72. Exercise without working out

Tending to your outdoor space can help improve your health by increasing your activity level. “The garden and the outdoor environment provide the motivation to get outside and walk around,” O’Rourke says. “When you’re out in your yard, you might be navigating uneven ground, picking up sticks and pine cones or tending your garden. You might not even realize that you’re exercising, but you’re using your body in so many ways that are helpful for it.”

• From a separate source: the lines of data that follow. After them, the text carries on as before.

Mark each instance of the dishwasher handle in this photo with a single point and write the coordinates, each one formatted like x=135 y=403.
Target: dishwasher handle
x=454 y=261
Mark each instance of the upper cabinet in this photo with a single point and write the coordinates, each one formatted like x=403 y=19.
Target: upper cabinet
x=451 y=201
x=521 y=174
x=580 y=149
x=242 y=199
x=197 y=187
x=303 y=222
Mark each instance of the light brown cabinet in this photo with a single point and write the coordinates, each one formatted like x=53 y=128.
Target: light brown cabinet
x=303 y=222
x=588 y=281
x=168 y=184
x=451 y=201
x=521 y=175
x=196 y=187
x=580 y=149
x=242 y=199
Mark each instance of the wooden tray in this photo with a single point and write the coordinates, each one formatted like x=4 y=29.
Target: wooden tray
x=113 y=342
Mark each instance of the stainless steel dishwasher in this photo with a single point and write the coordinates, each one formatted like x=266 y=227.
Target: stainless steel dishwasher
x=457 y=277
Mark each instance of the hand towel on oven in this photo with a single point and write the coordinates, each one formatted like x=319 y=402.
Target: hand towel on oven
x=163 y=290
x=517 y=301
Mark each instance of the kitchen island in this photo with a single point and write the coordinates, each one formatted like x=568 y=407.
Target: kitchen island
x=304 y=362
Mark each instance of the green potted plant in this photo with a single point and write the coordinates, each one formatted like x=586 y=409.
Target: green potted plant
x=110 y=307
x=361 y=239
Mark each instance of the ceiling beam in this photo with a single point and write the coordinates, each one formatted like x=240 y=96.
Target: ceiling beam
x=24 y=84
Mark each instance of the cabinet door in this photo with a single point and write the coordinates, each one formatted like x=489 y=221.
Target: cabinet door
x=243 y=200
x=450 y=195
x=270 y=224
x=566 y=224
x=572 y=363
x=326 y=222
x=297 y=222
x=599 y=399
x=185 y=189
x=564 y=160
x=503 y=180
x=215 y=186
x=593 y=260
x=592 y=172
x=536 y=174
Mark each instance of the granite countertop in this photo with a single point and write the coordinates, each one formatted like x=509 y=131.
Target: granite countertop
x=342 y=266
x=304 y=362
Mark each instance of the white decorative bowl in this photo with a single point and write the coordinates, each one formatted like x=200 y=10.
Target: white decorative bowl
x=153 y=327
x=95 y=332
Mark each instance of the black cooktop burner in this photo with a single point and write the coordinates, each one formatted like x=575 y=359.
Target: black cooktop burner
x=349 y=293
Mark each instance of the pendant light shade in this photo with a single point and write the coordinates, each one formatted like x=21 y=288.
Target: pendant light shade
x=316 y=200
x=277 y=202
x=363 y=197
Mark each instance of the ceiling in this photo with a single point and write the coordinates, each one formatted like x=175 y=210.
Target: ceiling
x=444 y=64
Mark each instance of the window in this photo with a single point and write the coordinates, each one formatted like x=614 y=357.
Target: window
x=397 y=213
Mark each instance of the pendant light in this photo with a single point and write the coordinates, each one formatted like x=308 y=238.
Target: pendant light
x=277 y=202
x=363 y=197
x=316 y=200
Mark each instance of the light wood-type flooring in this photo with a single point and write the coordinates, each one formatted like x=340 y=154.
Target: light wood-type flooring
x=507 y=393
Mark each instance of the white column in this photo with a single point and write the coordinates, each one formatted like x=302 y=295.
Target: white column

73. Savor the fruits of your labor

We all know the heart-healthy benefits of a diet rich in fresh fruits and vegetables, and research shows that people with access to fresh produce will eat more of it. Plus, vegetables that ripen in your garden will probably contain more nutrients than grocery-store options. Commercially grown produce often has to be harvested earlier than peak ripeness for resell and transport purposes, and the nutritional content degrades. But you can pick your produce at its ripest, ensuring peak flavor and nutritional value. In a home garden, you also control the fertilizers and pesticides used to grow them.

74. Become a birder

A new yard can be the perfect excuse to learn a new hobby such as birding. “Birds are found in every neighborhood and habitat, and people of all ages, skill levels and abilities can benefit from spending time bird-watching. Bird-watching and time spent in nature is shown to have health benefits through relaxation, lowering stress and sharpening mental acuity,” Moriarty says.

75. Sit back and relax

The best part about planting a garden or designing a landscape is enjoying it when it’s done, Angelov says. For some people, that means working in the garden and tending it. For others, it could be as simple as sitting quietly and listening to nature. “For clients who don’t like to work in the garden or can’t physically work in the garden, I [install] a bench or a couple of chairs or a swing so they can sit and enjoy it,” he says. “Those moments are enhanced with a running water feature or some chimes or a little table where you can set your wine down. Just stopping and enjoying is a huge part of gardening.”